With National Science Foundation support, Dr. Steve Wolverton and an interdisciplinary team of colleagues will conduct a year of analytical chemistry research into removing trace-level food residues from archaeological pottery. The team brings together specialists in archaeology, protein chemistry, plant-lipid chemistry, and environmental biology to tackle what has been a sizeable hurdle in removing protein residues from archaeological cooking vessel fragments. Unlike other classes of food resides (e.g., fats), proteins bind very tightly to clay during cooking. This tight binding structure is, however, a blessing in disguise because it likely protects protein fragments from deterioration over time in archaeological sites. The challenge has been breaking those tight bonds between minerals in pottery clays and residues. Protein residues potentially provide a distinct scientific advantage to archaeologists over study of other food residues; proteins can be identified to species and tissue when they are preserved and removed from pottery (other residues offer only coarse resolution). Importantly, addressing this methodological challenge will provide a new basis for asking wide ranging questions in archaeology both in terms of studying prehistoric subsistence (what people ate) and pottery function (what people used their pottery for).

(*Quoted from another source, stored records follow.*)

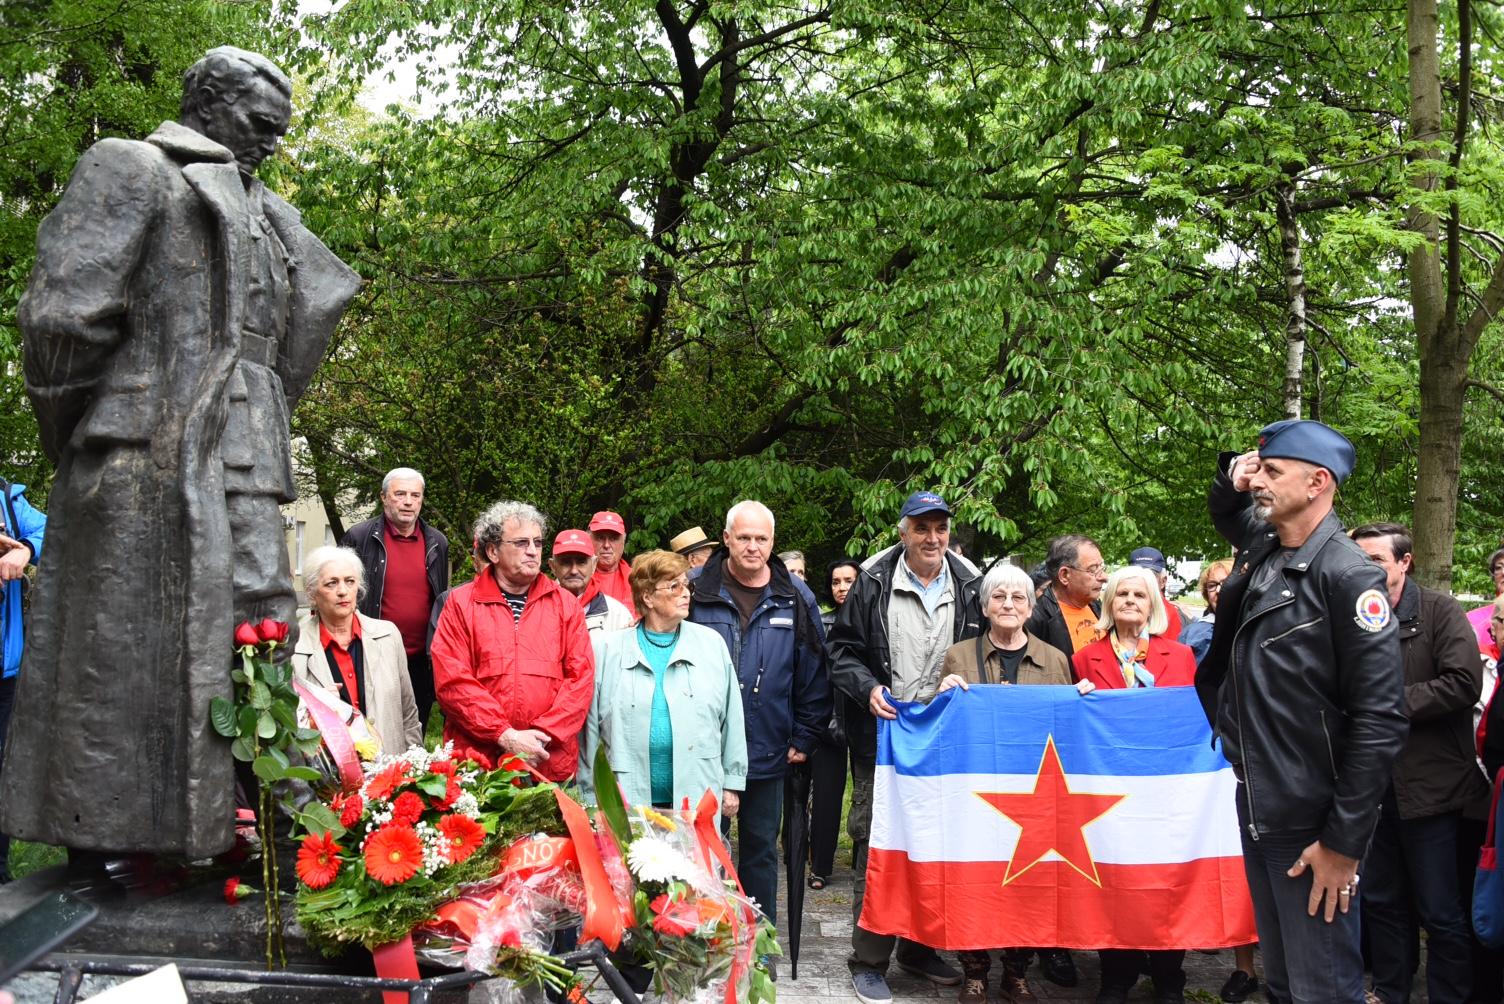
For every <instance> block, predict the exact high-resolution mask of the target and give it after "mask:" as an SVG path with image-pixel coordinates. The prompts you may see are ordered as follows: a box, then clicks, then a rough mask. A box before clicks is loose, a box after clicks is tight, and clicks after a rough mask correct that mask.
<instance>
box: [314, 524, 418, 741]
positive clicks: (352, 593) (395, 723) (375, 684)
mask: <svg viewBox="0 0 1504 1004" xmlns="http://www.w3.org/2000/svg"><path fill="white" fill-rule="evenodd" d="M302 582H304V589H305V591H307V594H308V606H311V607H313V610H311V612H310V613H308V616H305V618H304V619H302V621H301V622H299V624H298V645H296V646H295V648H293V652H292V667H293V676H295V679H298V681H299V682H302V684H304V685H308V687H322V688H323V690H328V691H331V693H334V694H337V696H338V697H340V700H343V702H346V703H349V705H352V706H355V708H356V709H359V712H361V714H364V715H365V721H367V724H370V726H371V729H373V730H374V732H376V735H378V736H381V751H382V753H402V751H403V750H406V748H408V747H409V745H420V744H421V742H423V723H421V721H418V703H417V702H415V700H414V697H412V681H411V679H409V678H408V657H406V652H405V649H403V646H402V634H400V633H399V631H397V625H396V624H393V622H390V621H378V619H376V618H368V616H365V615H364V613H359V612H358V610H356V609H355V601H356V600H358V598H359V594H361V592H362V591H364V588H365V570H364V568H362V565H361V559H359V556H358V555H356V553H355V552H353V550H350V549H349V547H316V549H314V550H313V553H310V555H308V558H307V561H304V565H302Z"/></svg>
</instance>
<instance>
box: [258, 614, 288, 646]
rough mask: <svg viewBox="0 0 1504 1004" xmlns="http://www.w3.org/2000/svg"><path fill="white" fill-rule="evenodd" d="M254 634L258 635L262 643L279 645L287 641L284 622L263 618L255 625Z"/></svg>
mask: <svg viewBox="0 0 1504 1004" xmlns="http://www.w3.org/2000/svg"><path fill="white" fill-rule="evenodd" d="M256 634H259V636H260V639H262V640H263V642H275V643H277V645H281V643H283V642H286V640H287V624H286V621H274V619H271V618H263V619H262V622H260V624H257V625H256Z"/></svg>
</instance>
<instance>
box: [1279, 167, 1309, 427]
mask: <svg viewBox="0 0 1504 1004" xmlns="http://www.w3.org/2000/svg"><path fill="white" fill-rule="evenodd" d="M1274 216H1275V219H1277V221H1278V224H1280V246H1281V248H1283V249H1284V292H1286V295H1287V296H1289V320H1287V322H1286V328H1284V418H1299V416H1301V374H1302V373H1304V370H1305V268H1304V266H1302V265H1301V231H1299V227H1298V225H1296V222H1295V186H1293V185H1290V183H1289V182H1286V183H1281V185H1280V186H1278V188H1275V189H1274Z"/></svg>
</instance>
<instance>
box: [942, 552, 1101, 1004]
mask: <svg viewBox="0 0 1504 1004" xmlns="http://www.w3.org/2000/svg"><path fill="white" fill-rule="evenodd" d="M978 595H979V597H981V598H982V615H984V616H985V618H987V631H985V633H982V634H981V636H978V637H975V639H967V640H964V642H957V643H955V645H952V646H951V648H948V649H946V654H945V666H943V667H942V669H940V687H938V690H937V693H945V691H946V690H951V688H952V687H960V688H961V690H970V685H972V684H1020V685H1057V687H1069V685H1071V666H1069V663H1066V661H1065V654H1063V652H1062V651H1060V649H1057V648H1056V646H1054V645H1050V643H1048V642H1044V640H1041V639H1036V637H1035V636H1032V634H1029V631H1027V630H1026V628H1024V625H1026V624H1029V615H1030V613H1033V601H1035V588H1033V579H1032V577H1030V576H1029V573H1027V571H1024V570H1023V568H1020V567H1017V565H993V568H991V570H990V571H988V573H987V577H984V579H982V588H981V591H979V594H978ZM1075 688H1077V690H1080V691H1081V693H1083V694H1086V693H1090V691H1092V690H1093V688H1095V687H1093V685H1092V684H1090V681H1081V682H1080V684H1075ZM1044 951H1045V950H1041V957H1042V956H1044ZM1032 954H1033V950H1032V948H1003V987H1002V989H1003V995H1002V998H994V999H1005V1001H1014V1002H1015V1004H1017V1002H1018V1001H1033V999H1035V995H1033V990H1032V989H1030V987H1029V977H1027V969H1029V957H1030V956H1032ZM957 959H960V960H961V969H963V974H964V978H966V981H964V983H963V984H961V996H960V998H958V999H961V1001H987V999H988V996H987V974H988V972H990V971H991V968H993V957H991V953H988V951H958V953H957Z"/></svg>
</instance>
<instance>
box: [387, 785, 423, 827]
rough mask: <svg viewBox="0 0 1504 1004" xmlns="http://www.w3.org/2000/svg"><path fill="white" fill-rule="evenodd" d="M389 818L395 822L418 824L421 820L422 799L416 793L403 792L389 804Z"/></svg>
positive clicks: (398, 795)
mask: <svg viewBox="0 0 1504 1004" xmlns="http://www.w3.org/2000/svg"><path fill="white" fill-rule="evenodd" d="M391 818H393V819H394V821H397V822H408V824H412V822H418V821H420V819H423V798H420V797H418V792H403V794H400V795H397V800H396V801H393V804H391Z"/></svg>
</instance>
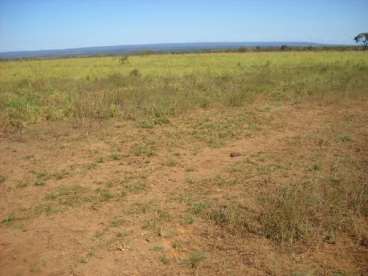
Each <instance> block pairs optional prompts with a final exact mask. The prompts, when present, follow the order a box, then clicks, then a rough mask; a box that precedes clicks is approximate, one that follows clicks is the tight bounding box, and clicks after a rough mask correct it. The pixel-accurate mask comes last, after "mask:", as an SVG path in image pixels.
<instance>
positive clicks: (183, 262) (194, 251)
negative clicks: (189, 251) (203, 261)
mask: <svg viewBox="0 0 368 276" xmlns="http://www.w3.org/2000/svg"><path fill="white" fill-rule="evenodd" d="M206 259H207V254H206V253H204V252H201V251H194V252H192V253H191V254H190V255H189V257H188V258H187V259H185V260H183V264H185V265H187V266H189V267H191V268H193V269H195V268H197V267H198V266H199V264H200V263H201V262H203V261H204V260H206Z"/></svg>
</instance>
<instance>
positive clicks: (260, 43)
mask: <svg viewBox="0 0 368 276" xmlns="http://www.w3.org/2000/svg"><path fill="white" fill-rule="evenodd" d="M282 45H287V46H289V47H308V46H311V47H317V46H324V45H323V44H317V43H309V42H210V43H166V44H144V45H120V46H103V47H86V48H74V49H60V50H40V51H17V52H2V53H0V58H1V59H18V58H53V57H73V56H97V55H124V54H135V53H144V52H162V53H165V52H178V53H186V52H197V51H205V50H221V49H238V48H243V47H244V48H254V47H257V46H258V47H267V48H272V47H281V46H282Z"/></svg>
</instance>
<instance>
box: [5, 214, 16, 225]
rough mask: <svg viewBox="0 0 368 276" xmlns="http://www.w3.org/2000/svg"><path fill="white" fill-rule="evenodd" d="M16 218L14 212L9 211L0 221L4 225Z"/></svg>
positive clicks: (9, 223) (10, 222) (10, 223)
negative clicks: (8, 213)
mask: <svg viewBox="0 0 368 276" xmlns="http://www.w3.org/2000/svg"><path fill="white" fill-rule="evenodd" d="M15 220H16V217H15V214H13V213H11V214H9V215H8V216H7V217H6V218H4V219H3V220H2V221H1V223H2V224H5V225H10V224H11V223H13V222H14V221H15Z"/></svg>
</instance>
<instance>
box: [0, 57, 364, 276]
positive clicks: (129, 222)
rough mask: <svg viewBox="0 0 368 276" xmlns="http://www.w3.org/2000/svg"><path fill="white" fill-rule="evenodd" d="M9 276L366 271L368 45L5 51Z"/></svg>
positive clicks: (340, 272) (6, 218)
mask: <svg viewBox="0 0 368 276" xmlns="http://www.w3.org/2000/svg"><path fill="white" fill-rule="evenodd" d="M0 222H1V223H0V275H148V274H151V275H365V274H367V273H368V265H367V264H368V55H367V54H366V53H365V52H363V51H351V52H349V51H347V52H333V51H329V52H292V51H291V52H269V53H266V52H249V53H226V54H225V53H224V54H221V53H216V54H185V55H184V54H183V55H146V56H130V57H96V58H70V59H54V60H24V61H4V62H0Z"/></svg>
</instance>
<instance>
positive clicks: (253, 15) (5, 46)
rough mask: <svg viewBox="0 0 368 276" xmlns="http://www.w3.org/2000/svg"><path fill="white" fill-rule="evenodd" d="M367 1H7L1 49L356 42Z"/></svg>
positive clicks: (0, 36) (355, 0) (39, 49)
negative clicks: (215, 43)
mask: <svg viewBox="0 0 368 276" xmlns="http://www.w3.org/2000/svg"><path fill="white" fill-rule="evenodd" d="M367 8H368V3H367V1H363V0H352V1H349V2H347V1H342V0H335V1H317V0H311V1H308V2H303V3H301V2H298V3H295V2H294V1H291V0H282V1H278V2H277V3H275V2H274V1H267V0H261V1H253V0H249V1H238V0H230V1H227V2H226V3H224V2H223V1H216V0H215V1H209V0H203V1H193V0H190V1H186V2H185V3H176V2H173V1H167V0H161V1H157V2H156V3H152V1H148V0H141V1H130V0H128V1H116V0H107V1H99V0H90V1H87V0H84V1H70V0H63V1H53V2H48V1H42V0H35V1H25V0H20V1H10V0H3V1H1V2H0V38H1V39H0V52H14V51H39V50H59V49H75V48H86V47H87V48H89V47H105V46H122V45H147V44H174V43H211V42H216V43H217V42H279V41H281V42H308V43H320V44H349V45H350V44H352V43H353V37H354V35H356V34H357V33H360V32H364V31H367V30H366V29H365V28H367V26H368V19H367V17H366V16H365V11H366V10H367Z"/></svg>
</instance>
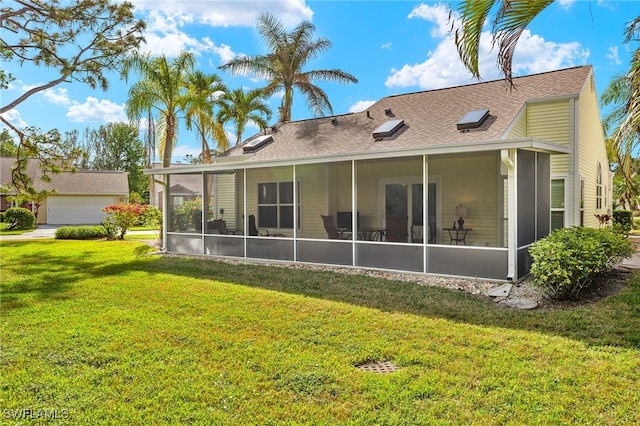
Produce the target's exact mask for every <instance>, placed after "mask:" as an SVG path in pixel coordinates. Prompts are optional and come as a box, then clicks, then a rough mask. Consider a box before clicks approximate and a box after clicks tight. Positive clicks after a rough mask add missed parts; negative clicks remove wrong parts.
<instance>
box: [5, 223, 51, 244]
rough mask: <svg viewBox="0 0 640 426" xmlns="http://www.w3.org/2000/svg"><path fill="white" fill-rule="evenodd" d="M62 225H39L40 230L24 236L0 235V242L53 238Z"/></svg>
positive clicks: (27, 232) (22, 234) (31, 231)
mask: <svg viewBox="0 0 640 426" xmlns="http://www.w3.org/2000/svg"><path fill="white" fill-rule="evenodd" d="M60 226H61V225H38V228H37V229H35V230H33V231H31V232H25V233H24V234H22V235H0V241H5V240H31V239H34V238H53V237H54V236H55V233H56V229H58V228H59V227H60Z"/></svg>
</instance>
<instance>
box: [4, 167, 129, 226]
mask: <svg viewBox="0 0 640 426" xmlns="http://www.w3.org/2000/svg"><path fill="white" fill-rule="evenodd" d="M14 165H15V158H10V157H0V168H1V169H0V172H1V184H2V186H3V187H5V186H7V185H9V184H10V183H11V169H12V168H13V167H14ZM27 174H28V175H29V176H30V177H31V179H33V186H34V188H35V189H36V190H37V191H43V190H46V191H53V192H52V193H51V194H49V195H48V196H47V197H46V199H45V200H42V201H41V202H40V207H39V208H38V217H37V223H38V224H51V225H80V224H83V225H84V224H98V223H102V222H103V221H104V219H105V213H104V212H103V211H102V209H103V208H104V207H106V206H108V205H110V204H119V203H125V202H127V200H128V197H129V181H128V175H127V173H126V172H110V171H78V172H61V173H55V174H50V177H51V181H50V182H45V181H43V180H42V179H41V176H42V171H41V170H40V168H39V165H38V162H37V160H31V161H29V164H28V166H27ZM14 194H15V193H14V192H13V191H9V192H8V193H3V194H2V195H1V198H2V208H3V210H6V208H8V207H10V206H11V203H10V201H8V200H7V197H8V196H11V195H14Z"/></svg>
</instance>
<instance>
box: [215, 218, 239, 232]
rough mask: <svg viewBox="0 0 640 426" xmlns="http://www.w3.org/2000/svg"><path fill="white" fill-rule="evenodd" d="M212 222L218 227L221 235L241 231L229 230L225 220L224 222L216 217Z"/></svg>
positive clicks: (226, 222) (220, 219) (223, 221)
mask: <svg viewBox="0 0 640 426" xmlns="http://www.w3.org/2000/svg"><path fill="white" fill-rule="evenodd" d="M213 223H214V224H215V227H216V228H217V229H218V233H220V234H222V235H238V232H242V231H229V230H228V229H227V222H225V221H224V220H222V219H216V220H214V221H213Z"/></svg>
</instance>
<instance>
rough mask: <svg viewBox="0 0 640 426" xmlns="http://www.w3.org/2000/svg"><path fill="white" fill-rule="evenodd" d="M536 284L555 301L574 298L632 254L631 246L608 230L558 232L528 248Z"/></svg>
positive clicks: (621, 238) (555, 230) (622, 237)
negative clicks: (531, 263) (532, 258)
mask: <svg viewBox="0 0 640 426" xmlns="http://www.w3.org/2000/svg"><path fill="white" fill-rule="evenodd" d="M529 253H531V256H532V257H533V265H532V266H531V274H532V275H533V284H534V285H535V286H536V287H538V288H539V289H541V290H542V291H543V292H544V293H545V294H546V295H547V296H548V297H550V298H552V299H556V300H562V299H569V298H575V297H577V296H578V294H579V293H580V291H582V289H583V288H585V287H587V286H588V285H589V284H590V283H591V282H592V281H593V279H594V278H595V277H596V276H597V275H598V274H600V273H602V272H606V271H608V270H610V269H611V268H612V267H613V266H615V265H616V264H618V263H619V262H620V261H621V260H622V259H625V258H627V257H629V256H631V255H632V254H633V247H632V245H631V242H630V241H629V240H628V239H627V238H625V237H623V236H622V235H620V234H617V233H614V232H612V231H611V230H609V229H604V228H603V229H593V228H584V227H573V228H563V229H557V230H555V231H553V232H552V233H551V234H549V235H548V236H547V237H546V238H543V239H541V240H538V241H536V242H535V243H533V244H532V245H531V247H530V248H529Z"/></svg>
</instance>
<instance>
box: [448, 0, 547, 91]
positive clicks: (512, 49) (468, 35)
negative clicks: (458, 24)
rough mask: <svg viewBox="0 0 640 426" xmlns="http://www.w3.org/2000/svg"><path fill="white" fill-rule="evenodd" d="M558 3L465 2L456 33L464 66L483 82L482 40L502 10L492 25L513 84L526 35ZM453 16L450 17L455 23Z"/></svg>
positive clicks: (499, 46)
mask: <svg viewBox="0 0 640 426" xmlns="http://www.w3.org/2000/svg"><path fill="white" fill-rule="evenodd" d="M553 1H554V0H465V1H463V2H462V3H461V4H460V5H459V6H458V9H457V11H458V13H459V14H460V21H461V23H460V26H459V27H458V28H456V29H455V30H454V39H455V43H456V47H457V48H458V54H459V55H460V59H461V60H462V63H463V64H464V66H465V67H466V68H467V69H468V70H469V71H470V72H471V74H473V77H474V78H478V79H479V78H480V70H479V69H478V54H479V53H480V37H481V35H482V29H483V27H484V24H485V22H486V21H487V20H488V19H489V15H490V13H491V10H492V9H494V8H496V7H498V6H499V7H498V9H497V12H495V14H494V16H493V20H492V22H491V33H492V34H493V46H494V47H495V46H496V45H497V46H498V48H499V49H498V65H499V67H500V69H501V71H502V73H503V74H504V76H505V79H506V80H507V81H508V82H509V84H513V83H512V80H513V72H512V62H513V55H514V53H515V50H516V45H517V43H518V40H519V39H520V36H521V35H522V32H523V31H524V30H525V28H526V27H527V25H529V23H530V22H531V21H533V19H534V18H535V17H536V16H538V15H539V14H540V12H542V11H543V10H544V9H545V8H546V7H547V6H549V5H550V4H551V3H553ZM452 16H453V15H450V19H452Z"/></svg>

There are several important implications of this research. An ability to extract protein residues from pottery potentially enables researchers to study past subsistence and pottery function using a broader archaeological record. In areas where faunal (animal bones) and botanical (seeds, nuts, pollen) remains are poorly preserved a common problem in archaeology pottery residues might provide a unique source of information on past diet and artifact function. The technique can be applied to questions of agricultural origins, which is often associated with development of pottery in many parts of the world.
This research will be incorporated into a variety of educational settings, which includes exposure of under-represented cultural groups to this research. At the graduate level, archaeology and biochemistry students are integral components of this research.. The research will be disseminated to the general public through several avenues: 1) UNTs Elm Fork Education Center, a science education program located on campus that reaches over 20,000 K-8 students each year; 2) Crow Canyon Archaeological Center, a nonprofit organization in Cortez, Colorado with archaeological education programs for the public, in particular students and educators; and 3) invited public lectures at schools, educational events, and local archaeological societies by members of the research team.